Ai-je connu plus grand amour (je parle de ma chienne) ? Plus d’indulgence, plus d’affection obstinée pour moi, quelles que soient mes humeurs et nos contradictions ? Son égoïsme (je parle de notre maîtresse) fut si grand qu’elle t’a ravie à moi, ma velue, sous un prétexte ridicule. Mademoiselle de… partait pour les USA et je ne saurais te garder, selon elle, moi qui t’avais tenu compagnie tant de fois, amusant notre douce solitude de petits jeux de balle et de bâillements prodigieux !

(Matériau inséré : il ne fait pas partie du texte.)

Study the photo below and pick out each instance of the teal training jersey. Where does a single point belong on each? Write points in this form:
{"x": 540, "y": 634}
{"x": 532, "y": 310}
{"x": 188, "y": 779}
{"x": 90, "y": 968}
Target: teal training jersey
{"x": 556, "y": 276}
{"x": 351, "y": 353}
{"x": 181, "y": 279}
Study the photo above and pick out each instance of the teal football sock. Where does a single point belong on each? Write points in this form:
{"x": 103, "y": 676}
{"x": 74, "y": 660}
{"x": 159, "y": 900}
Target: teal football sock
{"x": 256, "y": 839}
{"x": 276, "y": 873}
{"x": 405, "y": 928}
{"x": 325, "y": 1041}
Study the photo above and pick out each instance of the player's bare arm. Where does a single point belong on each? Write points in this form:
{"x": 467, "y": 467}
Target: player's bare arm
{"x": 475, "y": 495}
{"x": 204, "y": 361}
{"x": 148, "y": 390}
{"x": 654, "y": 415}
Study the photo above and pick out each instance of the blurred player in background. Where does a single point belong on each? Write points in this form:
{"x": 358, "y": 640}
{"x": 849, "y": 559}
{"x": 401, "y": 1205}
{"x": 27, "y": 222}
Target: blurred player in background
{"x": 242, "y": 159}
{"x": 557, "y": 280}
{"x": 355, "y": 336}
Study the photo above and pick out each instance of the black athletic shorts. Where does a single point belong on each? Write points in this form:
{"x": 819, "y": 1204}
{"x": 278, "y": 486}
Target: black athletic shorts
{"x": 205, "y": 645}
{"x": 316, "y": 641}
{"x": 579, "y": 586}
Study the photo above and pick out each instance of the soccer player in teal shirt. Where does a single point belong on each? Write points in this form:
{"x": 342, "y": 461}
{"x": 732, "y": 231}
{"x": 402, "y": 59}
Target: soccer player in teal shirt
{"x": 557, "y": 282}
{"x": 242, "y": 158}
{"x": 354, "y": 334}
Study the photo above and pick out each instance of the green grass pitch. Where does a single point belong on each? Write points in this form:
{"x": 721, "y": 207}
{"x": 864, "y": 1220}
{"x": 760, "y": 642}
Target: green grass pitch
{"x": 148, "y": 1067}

Tu fus confiée à une amie. J’ai su que tu étais morte allongée sous un châtaignier. Un châtaignier ! Cet arbre d’où est extrait mon nom. Tu es morte à mon ombre et je suis sûr que ton dernier bâillement a été pour moi, ma Jalousie.

Jalousie ?

Je vous ai dit que cette fille était cinglée.

 

L’homme qui rétrécit. Perdre confiance en soi est être seul comme on ne croyait pas l’être (pas à ce point). Ne plus croire en soi est reculer au fin fond de l’univers dans ce petit coin où on ne savait pas subsister. Croire en soi était être aux dimensions du monde. Une réduction vertigineuse s’opère. Le monde est quand vous n’êtes plus. Votre présence vous cachait le monde. Vous le peupliez à vous seul. Il n’y a plus de recours. L’univers est une cosse vide remplie de vent. Ce dessèchement n’est même pas altéré par l’absence divine. Le désert est là. L’absence de chemins. Vous êtes ce que vous avez toujours été et dont vous ne saviez rien. Vous êtes poussière.

 

Mais voici que la poussière se soulève et tourbillonne et se reforme et vous êtes le Golem qui écrit dans le sable.